Janete persignou-se novamente, e resolveu ficar calada. Sabia que quanto mais tentasse fazê-lo entender a gravidade de suas palavras, mais seu marido iria mencionar o Senhor das Trevas, e ela tinha simplesmente pavor até de ouvir o nome do capeta… Mario voltou-se novamente para Estela…

- E então? Não vou pedir explicações, pois não dá para explicar isso. Contra fatos não tem argumentos. Mas…

- Mas o que, papai?

- Mas, e agora? O que vocês pensam em fazer? Como vão cuidar dessa criança?

- Ué, seu Mario… como todo mundo cuida…

- E como é que todo mundo cuida?

- Eu...

- Pretendem se casar?

- Claro que sim, seu Mario! Eu só preciso…

- Não, papai… eu não pretendo me casar agora…

- Ué, e por que não? Vocês vão ter um filho daqui a pouco…

- Ter um filho não é motivo para se casar as pressas…

- Bom, para vocês terem um filho antes do tempo, tiveram pressa… agora, pra casar…

- Seu Mario, te juro que eu quero me casar o mais rápido possível… mas, pra isso, a Estela tem que querer, também…

Janete resolve falar…

- E por que você não quer casar, minha filha? Não gosta dele?

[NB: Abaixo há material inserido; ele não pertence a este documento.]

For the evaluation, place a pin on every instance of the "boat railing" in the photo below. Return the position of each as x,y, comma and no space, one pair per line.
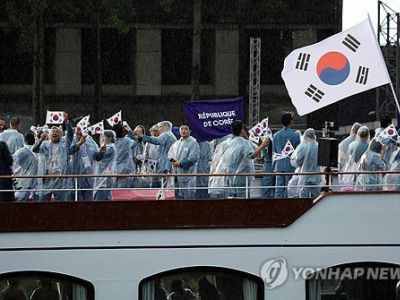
251,185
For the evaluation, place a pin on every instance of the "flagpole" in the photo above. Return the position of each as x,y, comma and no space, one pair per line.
395,97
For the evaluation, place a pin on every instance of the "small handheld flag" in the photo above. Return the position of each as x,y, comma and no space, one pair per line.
286,152
342,65
388,132
96,128
55,117
115,119
84,122
259,130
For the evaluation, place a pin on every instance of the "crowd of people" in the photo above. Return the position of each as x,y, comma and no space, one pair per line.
64,150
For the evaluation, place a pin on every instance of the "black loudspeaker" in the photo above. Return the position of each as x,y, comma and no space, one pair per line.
328,152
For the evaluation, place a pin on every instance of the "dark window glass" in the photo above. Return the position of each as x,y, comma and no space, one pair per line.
202,283
49,55
116,56
366,280
15,66
176,59
44,285
275,46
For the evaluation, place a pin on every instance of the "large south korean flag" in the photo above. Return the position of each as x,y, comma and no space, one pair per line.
342,65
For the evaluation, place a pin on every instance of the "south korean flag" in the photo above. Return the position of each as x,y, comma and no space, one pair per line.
388,133
84,122
97,128
342,65
54,117
115,119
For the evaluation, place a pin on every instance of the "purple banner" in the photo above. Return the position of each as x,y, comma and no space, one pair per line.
212,119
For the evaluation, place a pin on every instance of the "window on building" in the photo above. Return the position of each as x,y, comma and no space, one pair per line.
275,46
366,280
206,283
117,52
49,55
176,58
16,66
44,285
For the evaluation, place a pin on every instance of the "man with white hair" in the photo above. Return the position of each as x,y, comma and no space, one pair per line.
344,145
54,154
12,136
165,141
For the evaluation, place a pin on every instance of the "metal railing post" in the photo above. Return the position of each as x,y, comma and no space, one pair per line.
247,187
76,189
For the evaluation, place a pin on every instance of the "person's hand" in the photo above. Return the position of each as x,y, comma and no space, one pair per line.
82,140
138,134
66,121
43,137
103,148
264,142
127,127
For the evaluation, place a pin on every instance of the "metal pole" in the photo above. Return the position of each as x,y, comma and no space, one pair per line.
76,189
247,187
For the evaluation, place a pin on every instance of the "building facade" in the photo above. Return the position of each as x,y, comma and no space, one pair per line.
146,72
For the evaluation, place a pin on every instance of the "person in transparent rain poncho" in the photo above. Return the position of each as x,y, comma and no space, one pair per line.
237,158
12,136
124,149
371,160
305,160
53,160
203,167
343,154
26,164
216,184
356,150
152,155
184,155
105,162
165,141
83,151
391,182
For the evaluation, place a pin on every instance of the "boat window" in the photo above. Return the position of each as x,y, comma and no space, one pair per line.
364,280
44,286
202,283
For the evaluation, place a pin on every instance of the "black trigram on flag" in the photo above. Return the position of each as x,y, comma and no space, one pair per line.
362,75
314,93
302,61
351,42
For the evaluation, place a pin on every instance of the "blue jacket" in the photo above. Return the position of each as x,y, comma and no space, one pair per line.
280,139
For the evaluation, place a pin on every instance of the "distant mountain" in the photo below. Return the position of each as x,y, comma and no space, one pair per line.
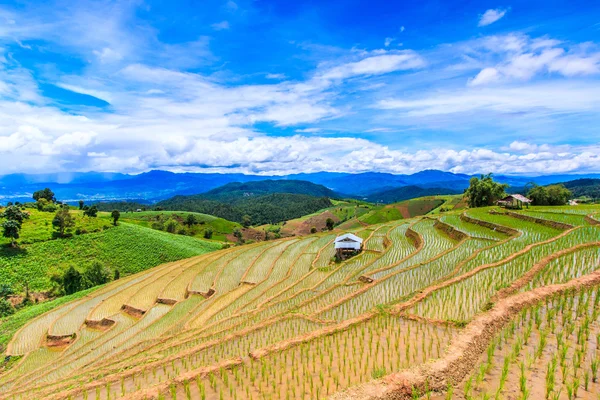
154,186
264,209
584,187
235,191
407,192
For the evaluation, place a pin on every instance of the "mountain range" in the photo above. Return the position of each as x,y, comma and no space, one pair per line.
153,186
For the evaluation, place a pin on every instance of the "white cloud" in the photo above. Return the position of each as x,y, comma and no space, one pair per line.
485,76
275,76
220,26
107,55
541,99
520,58
491,16
309,130
102,95
376,65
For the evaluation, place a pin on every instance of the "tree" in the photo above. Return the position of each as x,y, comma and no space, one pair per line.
14,213
329,223
115,215
483,191
171,226
551,195
6,308
10,230
91,212
71,281
12,226
246,221
238,235
63,221
6,290
44,194
94,275
191,220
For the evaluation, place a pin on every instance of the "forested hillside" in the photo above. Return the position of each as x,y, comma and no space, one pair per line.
265,209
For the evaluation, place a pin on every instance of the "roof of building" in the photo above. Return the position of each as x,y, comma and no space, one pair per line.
517,197
348,237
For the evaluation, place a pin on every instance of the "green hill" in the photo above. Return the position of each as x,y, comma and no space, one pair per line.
159,219
127,247
407,192
236,191
265,209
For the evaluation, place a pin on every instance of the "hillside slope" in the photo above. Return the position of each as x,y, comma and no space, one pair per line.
128,248
281,319
236,191
406,193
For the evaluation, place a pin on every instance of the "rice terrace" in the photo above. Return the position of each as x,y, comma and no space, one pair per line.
299,200
466,304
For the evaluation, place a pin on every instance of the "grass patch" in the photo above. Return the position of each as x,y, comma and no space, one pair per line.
127,247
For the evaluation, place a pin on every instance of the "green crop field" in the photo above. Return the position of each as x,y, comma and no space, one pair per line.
219,226
38,227
465,303
128,248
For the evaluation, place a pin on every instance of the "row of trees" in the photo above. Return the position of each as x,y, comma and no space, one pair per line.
72,281
484,191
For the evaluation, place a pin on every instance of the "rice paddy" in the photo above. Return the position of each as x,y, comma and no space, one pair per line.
283,319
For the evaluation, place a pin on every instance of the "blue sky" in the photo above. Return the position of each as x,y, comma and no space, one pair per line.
279,87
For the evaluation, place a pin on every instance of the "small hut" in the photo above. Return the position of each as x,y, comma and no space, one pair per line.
347,245
514,201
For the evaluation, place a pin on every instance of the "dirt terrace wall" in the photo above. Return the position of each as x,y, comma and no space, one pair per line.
465,351
590,219
489,225
414,237
541,221
449,230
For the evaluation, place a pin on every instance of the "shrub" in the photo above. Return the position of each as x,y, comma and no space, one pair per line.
6,308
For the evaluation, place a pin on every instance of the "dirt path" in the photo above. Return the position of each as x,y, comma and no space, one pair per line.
463,354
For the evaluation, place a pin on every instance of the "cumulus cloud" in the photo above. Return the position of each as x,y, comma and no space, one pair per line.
376,65
521,58
491,16
220,26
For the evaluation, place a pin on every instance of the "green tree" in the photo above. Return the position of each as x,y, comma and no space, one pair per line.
171,226
72,281
94,275
11,227
63,221
6,308
238,235
191,220
329,223
483,191
6,290
44,194
551,195
10,230
91,212
115,215
246,221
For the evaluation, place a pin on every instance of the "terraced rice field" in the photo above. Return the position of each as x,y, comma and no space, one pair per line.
468,304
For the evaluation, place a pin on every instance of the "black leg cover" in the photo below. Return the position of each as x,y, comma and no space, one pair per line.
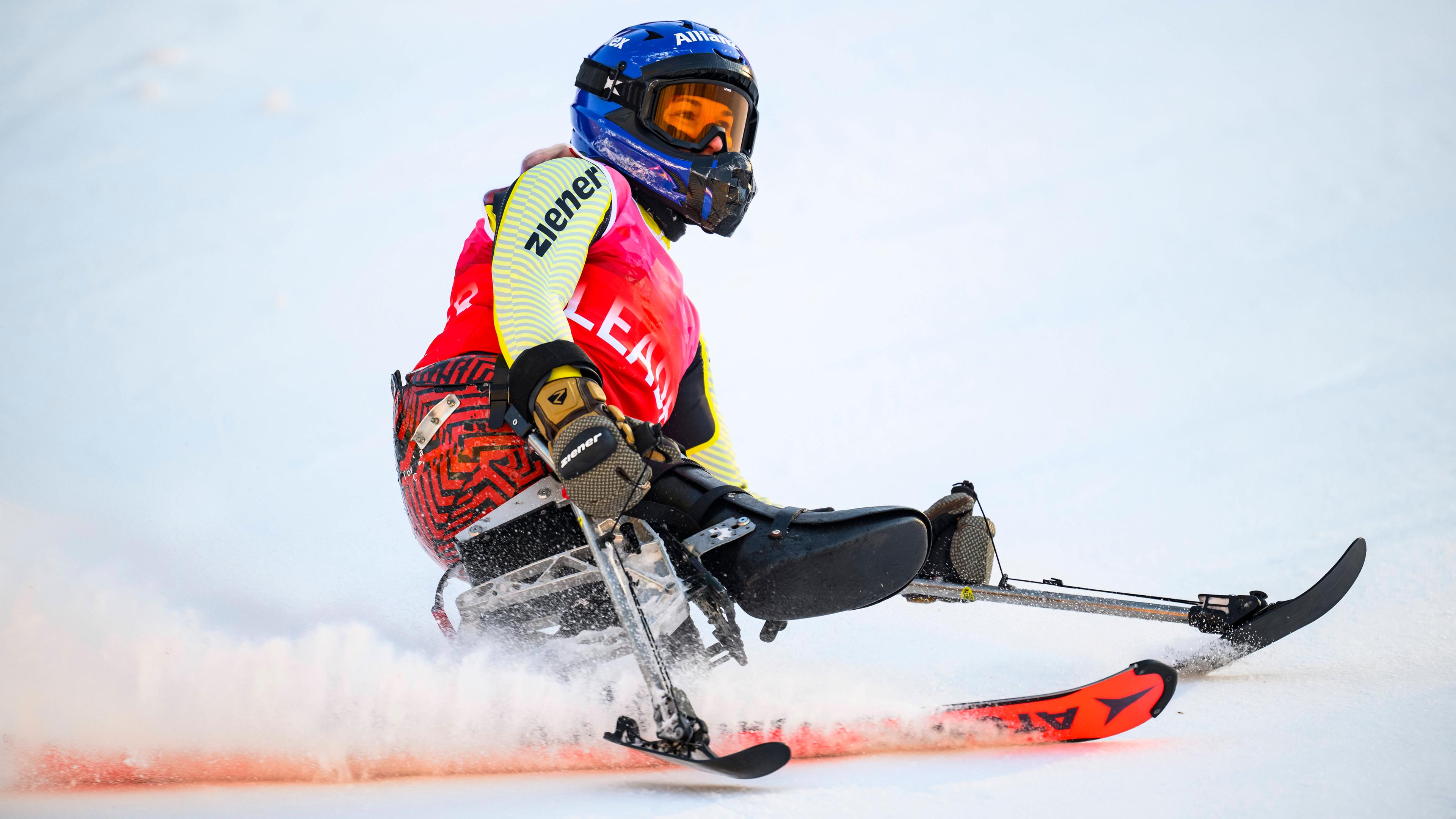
795,565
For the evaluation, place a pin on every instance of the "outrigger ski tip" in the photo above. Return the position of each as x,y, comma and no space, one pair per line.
747,764
1244,623
637,569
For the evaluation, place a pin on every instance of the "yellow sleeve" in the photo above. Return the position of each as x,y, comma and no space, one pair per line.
554,213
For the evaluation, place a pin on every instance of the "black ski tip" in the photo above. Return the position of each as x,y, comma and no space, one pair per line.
1170,681
1288,617
750,763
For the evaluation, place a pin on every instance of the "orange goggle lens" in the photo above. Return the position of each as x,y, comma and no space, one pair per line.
686,111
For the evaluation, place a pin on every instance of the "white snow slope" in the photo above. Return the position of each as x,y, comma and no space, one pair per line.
1175,285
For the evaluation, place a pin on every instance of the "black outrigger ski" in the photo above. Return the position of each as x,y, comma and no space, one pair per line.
1244,623
747,764
1279,620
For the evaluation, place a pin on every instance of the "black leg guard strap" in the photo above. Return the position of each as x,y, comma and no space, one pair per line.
710,497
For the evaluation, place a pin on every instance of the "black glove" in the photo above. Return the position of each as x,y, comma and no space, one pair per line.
972,549
599,451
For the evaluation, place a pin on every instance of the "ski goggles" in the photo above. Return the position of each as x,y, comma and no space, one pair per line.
689,114
685,101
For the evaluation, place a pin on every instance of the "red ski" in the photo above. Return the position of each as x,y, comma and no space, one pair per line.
1106,707
1097,710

- É claro que gosto, mamãe… mas agora não é o momento certo…

- Porque sua irmã fugiu?

- Não, é claro que não…eu nem sabia que ela tinha chispado, até uns minutos atrás… é que nem eu, nem o Jairo estamos preparados para dar esse passo… não agora, pelo menos…

- E por que?

- Oras, mamãe… se nós nos casássemos agora, onde a gente iria morar, por exemplo?

- Ué, poderiam morar aqui, até conseguirem se ajeitar…

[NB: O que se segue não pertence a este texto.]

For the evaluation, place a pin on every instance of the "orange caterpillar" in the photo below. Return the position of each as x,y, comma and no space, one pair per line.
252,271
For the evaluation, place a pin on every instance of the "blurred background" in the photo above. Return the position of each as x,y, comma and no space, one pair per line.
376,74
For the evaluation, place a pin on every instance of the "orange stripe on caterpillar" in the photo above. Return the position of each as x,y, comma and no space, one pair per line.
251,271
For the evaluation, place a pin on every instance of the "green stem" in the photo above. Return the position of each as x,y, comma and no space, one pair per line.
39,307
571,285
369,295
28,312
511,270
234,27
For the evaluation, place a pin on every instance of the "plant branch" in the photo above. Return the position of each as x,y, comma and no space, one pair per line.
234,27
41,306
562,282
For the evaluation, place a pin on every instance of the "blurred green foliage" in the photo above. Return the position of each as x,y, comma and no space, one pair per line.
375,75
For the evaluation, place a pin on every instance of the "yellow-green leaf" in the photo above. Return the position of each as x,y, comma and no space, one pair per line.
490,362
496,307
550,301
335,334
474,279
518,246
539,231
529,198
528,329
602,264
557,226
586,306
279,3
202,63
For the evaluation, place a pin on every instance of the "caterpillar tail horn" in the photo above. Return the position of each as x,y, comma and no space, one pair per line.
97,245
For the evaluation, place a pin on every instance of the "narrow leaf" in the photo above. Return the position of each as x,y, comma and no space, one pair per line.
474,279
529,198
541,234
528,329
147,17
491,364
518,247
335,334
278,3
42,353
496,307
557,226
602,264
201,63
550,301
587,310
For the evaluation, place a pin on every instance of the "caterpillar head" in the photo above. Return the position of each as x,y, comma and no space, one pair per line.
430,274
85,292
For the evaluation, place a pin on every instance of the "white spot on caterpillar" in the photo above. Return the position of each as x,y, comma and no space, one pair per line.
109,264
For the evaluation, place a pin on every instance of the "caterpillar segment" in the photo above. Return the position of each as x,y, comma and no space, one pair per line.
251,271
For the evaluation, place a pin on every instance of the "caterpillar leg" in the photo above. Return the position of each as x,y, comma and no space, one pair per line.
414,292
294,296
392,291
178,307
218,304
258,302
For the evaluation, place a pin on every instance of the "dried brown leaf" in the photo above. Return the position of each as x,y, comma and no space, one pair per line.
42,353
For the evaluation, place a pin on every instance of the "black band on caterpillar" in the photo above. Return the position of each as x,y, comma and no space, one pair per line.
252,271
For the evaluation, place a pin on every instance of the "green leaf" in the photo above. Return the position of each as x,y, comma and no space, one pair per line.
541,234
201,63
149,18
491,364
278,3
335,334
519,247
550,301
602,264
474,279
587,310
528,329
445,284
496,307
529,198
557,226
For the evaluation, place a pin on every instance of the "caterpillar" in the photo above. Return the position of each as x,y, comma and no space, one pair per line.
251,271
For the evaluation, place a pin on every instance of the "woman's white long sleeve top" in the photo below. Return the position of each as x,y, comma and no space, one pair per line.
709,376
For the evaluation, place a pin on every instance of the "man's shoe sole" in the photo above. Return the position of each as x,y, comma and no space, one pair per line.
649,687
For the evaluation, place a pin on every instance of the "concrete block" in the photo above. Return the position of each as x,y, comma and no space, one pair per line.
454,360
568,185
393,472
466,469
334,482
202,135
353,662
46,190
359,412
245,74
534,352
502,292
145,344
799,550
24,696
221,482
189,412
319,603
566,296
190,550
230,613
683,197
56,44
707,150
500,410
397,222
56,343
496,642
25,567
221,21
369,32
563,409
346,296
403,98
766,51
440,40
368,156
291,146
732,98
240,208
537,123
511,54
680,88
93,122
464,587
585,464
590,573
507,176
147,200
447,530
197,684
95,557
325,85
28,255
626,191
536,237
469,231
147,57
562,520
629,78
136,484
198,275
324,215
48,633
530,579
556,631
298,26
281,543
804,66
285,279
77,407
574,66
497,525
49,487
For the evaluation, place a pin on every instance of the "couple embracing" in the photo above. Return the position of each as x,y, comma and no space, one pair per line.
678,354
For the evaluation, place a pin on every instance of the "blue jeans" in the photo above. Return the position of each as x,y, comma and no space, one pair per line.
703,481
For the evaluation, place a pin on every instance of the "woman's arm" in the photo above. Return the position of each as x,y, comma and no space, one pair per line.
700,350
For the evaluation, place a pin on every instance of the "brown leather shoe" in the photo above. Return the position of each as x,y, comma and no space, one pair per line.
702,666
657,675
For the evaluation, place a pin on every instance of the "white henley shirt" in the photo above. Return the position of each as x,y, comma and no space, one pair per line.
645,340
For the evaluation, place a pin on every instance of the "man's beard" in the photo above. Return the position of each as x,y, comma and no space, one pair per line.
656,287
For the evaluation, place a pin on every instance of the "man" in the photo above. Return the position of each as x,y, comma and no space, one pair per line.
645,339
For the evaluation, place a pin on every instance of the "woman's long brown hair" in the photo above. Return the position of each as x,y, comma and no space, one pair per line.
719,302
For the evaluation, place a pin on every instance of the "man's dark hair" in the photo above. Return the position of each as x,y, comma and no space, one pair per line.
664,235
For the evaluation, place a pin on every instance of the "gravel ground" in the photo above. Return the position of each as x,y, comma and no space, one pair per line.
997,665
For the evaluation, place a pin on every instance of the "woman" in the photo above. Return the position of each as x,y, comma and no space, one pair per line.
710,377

- E a senhora acha que isso daria certo? Nem a Helena te aguentou, já foi embora a séculos daqui…

Helena respirou fundo. Tudo o que ela não queria era que a envolvessem na conversa. Pensou, mas não falou, embora fosse esse seu desejo… “por favor, me incluam fora dessa”. Felizmente Mario interrompeu a linha de discussão da filha…

- Estela, Jairo… eu sei que a situação é difícil, e ficará ainda mais quando essa criança nascer. E é por isso que estou sugerindo… não estou impondo nada, quem decide são vocês… de ceder um espaço aqui para vocês se ajeitarem…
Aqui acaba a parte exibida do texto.